O futuro nunca é exatamente como imaginamos e o sistema não chegou a ser implementado, mas hoje as compras chegam-nos a casa sem precisarmos de nos deslocar e os frigoríficos têm sistemas de gestão de stock que encomendam imediatamente os produtos abaixo de uma quantidade mínima. Há robots de cozinha preparados para encomendar as compras semanais consoante as receitas que se escolhe fazer. E, no futuro, as cozinhas estarão equipadas com braços que farão o grosso do trabalho por cada um de nós.

Mas há um ponto que historicamente gera dúvidas que continuam a não ter resposta. Iremos ter capacidade para produzir e utilizar os recursos existentes de forma a dar resposta atempada às necessidades básicas de uma população mundial que não pára de crescer? Como poderão os países desenvolvidos fazer face ao consumo de recursos crescentes e à competição gerada por países em vias de desenvolvimento? Sabemos que vamos alterar a nossa alimentação, mas será a alimentação sintética, produzida em laboratórios, uma fórmula suficiente para responder às necessidades de todos?

O Professor Mohan Munasinghe, prémio Nobel em 2007, que tem vindo a dedicar a sua vida à sustentabilidade ambiental e social, avisa que as soluções para um desenvolvimento sustentável começam pela decisão de ter uma vida pessoal sustentável. A fórmula não é nova: não podemos salvar o mundo se não nos salvarmos a nós próprios, às organizações onde estamos, aos mercados que conhecemos e onde atuamos.

Foi o que a Taylor¿s fez ao organizar a Climate Change Leadership Porto 2018, que entre outros oradores contou com o próprio Mohan Munasinghe, Irina Bokova e Barack Obama, juntando-se assim a várias empresas vitivinícolas que têm vindo a estudar o impacto das alterações climatéricas no sector dos vinhos.
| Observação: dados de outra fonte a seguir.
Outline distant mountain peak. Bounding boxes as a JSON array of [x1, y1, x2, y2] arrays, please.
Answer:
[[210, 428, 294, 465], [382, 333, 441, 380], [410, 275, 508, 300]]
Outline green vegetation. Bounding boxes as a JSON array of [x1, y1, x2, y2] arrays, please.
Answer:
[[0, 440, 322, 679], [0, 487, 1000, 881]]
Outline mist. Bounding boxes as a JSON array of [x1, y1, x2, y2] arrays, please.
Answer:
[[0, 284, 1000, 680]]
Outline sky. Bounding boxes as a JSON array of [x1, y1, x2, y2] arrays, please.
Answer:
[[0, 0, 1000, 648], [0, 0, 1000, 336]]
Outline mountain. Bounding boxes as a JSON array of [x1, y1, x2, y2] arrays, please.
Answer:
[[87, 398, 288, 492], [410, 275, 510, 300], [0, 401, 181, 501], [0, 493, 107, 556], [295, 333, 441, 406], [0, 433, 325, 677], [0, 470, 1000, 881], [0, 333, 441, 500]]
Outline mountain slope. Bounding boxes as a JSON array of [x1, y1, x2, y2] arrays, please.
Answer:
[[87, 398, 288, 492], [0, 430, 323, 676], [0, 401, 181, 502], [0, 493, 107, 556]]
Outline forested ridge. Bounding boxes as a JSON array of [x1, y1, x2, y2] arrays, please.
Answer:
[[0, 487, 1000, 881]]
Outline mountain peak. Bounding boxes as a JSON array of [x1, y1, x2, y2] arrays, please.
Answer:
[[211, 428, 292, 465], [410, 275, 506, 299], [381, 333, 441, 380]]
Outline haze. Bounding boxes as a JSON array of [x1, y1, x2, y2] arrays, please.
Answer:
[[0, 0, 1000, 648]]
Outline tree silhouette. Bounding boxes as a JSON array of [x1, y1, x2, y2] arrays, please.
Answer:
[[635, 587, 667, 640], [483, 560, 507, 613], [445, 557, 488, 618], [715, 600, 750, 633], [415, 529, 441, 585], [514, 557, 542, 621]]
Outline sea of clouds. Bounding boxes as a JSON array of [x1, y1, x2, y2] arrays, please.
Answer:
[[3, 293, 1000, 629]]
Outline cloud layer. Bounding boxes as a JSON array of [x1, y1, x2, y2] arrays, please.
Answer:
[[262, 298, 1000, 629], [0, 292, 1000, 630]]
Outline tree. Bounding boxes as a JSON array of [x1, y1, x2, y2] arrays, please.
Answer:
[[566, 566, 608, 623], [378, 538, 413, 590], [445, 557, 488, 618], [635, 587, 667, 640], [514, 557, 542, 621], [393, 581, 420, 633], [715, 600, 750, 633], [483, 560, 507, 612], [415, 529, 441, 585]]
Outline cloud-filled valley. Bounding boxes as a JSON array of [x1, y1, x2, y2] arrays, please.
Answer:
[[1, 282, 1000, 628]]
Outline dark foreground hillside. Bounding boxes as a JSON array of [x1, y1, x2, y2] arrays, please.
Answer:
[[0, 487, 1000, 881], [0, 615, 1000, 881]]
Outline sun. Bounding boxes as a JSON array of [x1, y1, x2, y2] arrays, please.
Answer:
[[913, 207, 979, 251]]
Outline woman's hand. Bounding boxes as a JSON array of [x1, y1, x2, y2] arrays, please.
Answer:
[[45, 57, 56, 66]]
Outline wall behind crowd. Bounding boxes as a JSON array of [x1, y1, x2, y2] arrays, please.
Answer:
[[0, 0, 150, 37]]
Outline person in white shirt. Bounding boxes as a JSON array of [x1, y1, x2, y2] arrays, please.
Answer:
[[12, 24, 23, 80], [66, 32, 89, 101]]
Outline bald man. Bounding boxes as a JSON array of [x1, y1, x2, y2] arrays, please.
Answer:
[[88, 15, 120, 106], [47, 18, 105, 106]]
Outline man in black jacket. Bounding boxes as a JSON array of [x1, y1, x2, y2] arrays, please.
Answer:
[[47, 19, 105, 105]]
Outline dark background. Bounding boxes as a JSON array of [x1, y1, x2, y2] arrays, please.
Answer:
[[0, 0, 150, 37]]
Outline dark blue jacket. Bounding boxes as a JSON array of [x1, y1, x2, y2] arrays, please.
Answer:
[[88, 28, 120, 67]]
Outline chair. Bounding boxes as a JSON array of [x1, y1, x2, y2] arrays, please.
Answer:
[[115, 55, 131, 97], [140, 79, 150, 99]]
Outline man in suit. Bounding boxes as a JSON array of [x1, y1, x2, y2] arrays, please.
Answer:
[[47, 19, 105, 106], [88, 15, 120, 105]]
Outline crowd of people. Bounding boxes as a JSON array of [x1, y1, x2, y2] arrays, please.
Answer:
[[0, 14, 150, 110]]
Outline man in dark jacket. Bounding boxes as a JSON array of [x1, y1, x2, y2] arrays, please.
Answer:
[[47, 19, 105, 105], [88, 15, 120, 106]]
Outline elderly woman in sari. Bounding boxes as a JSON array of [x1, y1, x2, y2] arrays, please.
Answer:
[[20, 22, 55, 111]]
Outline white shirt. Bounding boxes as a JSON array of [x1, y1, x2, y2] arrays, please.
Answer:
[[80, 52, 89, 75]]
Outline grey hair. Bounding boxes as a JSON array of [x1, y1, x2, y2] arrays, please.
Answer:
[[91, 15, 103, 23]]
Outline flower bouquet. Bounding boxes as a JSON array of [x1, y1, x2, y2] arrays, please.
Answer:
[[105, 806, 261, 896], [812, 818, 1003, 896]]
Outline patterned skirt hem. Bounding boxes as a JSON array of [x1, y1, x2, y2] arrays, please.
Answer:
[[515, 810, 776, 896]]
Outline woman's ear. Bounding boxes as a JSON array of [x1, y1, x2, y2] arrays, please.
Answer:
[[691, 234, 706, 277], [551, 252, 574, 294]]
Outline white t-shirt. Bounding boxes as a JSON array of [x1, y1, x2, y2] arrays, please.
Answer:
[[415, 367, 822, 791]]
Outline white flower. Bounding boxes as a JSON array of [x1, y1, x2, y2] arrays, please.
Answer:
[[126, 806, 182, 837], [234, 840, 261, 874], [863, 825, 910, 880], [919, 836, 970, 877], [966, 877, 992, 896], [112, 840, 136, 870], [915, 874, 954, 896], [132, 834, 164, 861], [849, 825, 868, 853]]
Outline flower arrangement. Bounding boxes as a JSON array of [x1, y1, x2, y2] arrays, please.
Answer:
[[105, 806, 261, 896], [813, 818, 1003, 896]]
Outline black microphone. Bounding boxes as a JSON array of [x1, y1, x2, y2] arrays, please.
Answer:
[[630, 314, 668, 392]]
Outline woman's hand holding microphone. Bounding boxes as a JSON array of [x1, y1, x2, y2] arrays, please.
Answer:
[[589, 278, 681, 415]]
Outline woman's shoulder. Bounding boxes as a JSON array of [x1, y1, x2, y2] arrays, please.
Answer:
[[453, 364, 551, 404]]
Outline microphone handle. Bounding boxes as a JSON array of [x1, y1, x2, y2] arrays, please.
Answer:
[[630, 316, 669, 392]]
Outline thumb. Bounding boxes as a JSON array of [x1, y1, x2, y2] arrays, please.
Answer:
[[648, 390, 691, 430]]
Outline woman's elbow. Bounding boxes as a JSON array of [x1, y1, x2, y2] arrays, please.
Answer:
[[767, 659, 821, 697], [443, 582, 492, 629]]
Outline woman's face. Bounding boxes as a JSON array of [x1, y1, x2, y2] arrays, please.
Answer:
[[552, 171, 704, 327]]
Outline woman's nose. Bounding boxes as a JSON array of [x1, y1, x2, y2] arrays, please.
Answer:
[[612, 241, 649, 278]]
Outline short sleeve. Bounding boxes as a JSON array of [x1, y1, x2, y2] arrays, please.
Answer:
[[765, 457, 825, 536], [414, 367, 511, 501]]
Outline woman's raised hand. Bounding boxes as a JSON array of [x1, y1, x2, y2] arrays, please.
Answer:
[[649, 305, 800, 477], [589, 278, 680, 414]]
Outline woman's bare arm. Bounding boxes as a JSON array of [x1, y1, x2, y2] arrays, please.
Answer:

Para lá da organização notável, que contou com o dinamismo da Câmara Municipal do Porto, da Associação Comercial do Porto e da Revista de Vinhos, ficou o Protocolo do Porto, partilhado por todos os participantes, com vista à minimização do impacto das alterações climatéricas para as gerações futuras. Uma iniciativa meritória que agrega o setor num esforço comum e que contribui para que consigamos chegar à meta do Acordo de Paris: continuar os esforços para limitar o aumento da temperatura global a 1,5 graus centígrados por ano.

Mas qual é, afinal de contas, o impacto das alterações climatéricas na produção do vinho? 

Em primeiro lugar, assistimos a uma deslocalização das regiões capazes de produzir os melhores vinhos ¿ o que significa que algumas das regiões mais afamadas e cuja economia local depende do setor pode vir a enfrentar um problema de desemprego e perda de competitividade. Estima-se hoje que a viticultura desenvolver-se-á melhor em regiões mais próximas da costa e a latitudes mais a Norte no hemisfério Norte e mais a Sul no hemisfério Sul. O Reino Unido, por exemplo, começa a produzir espumantes de qualidade e as alterações climatéricas não são alheias a esse fenómeno. Por outro lado, é provável que os vinhos nalgumas regiões tradicionais venham a perder acidez e tenham graduações alcoólicas muito elevadas. A perda de compostos aromáticos, as alterações do perfil aromático e a redução de compostos fenólicos responsáveis pela cor nos vinhos tintos são outros fenómenos expectáveis. Há, entretanto, estudos que têm comprovado uma maior adaptação de algumas castas (como a Trincadeira e o Antão Vaz) ao stress térmico das vinhas (que ocorre em média a partir dos 36º Celsius). Mas, em última instância, uma adaptação do perfil das castas em determinadas regiões significa que será impossível obter o mesmo perfil de vinhos a que estamos historicamente habituados.

Em suma, os produtores de vinhos têm razões para acompanhar o problema, para o limitar e para fomentar a sustentabilidade social e ambiental - que estão intimamente associadas. O impacto do que fazemos agora prolongar-se-á no futuro por vários anos, mesmo que a partir de agora todos alteremos comportamentos.

O futuro só terá futuro se para além do desenvolvimento tecnológico e da inovação soubermos assegurar um desenvolvimento ambiental e socialmente sustentável. De outra forma, podemos imaginar o que seria a nossa vida com todas as alterações tecnológicas que nos poderiam esperar. Podemos recordar sabores inesquecíveis de outros tempos. Mas estaremos sobretudo demasiadamente preocupados com a sobrevivência e com a satisfação de necessidades básicas.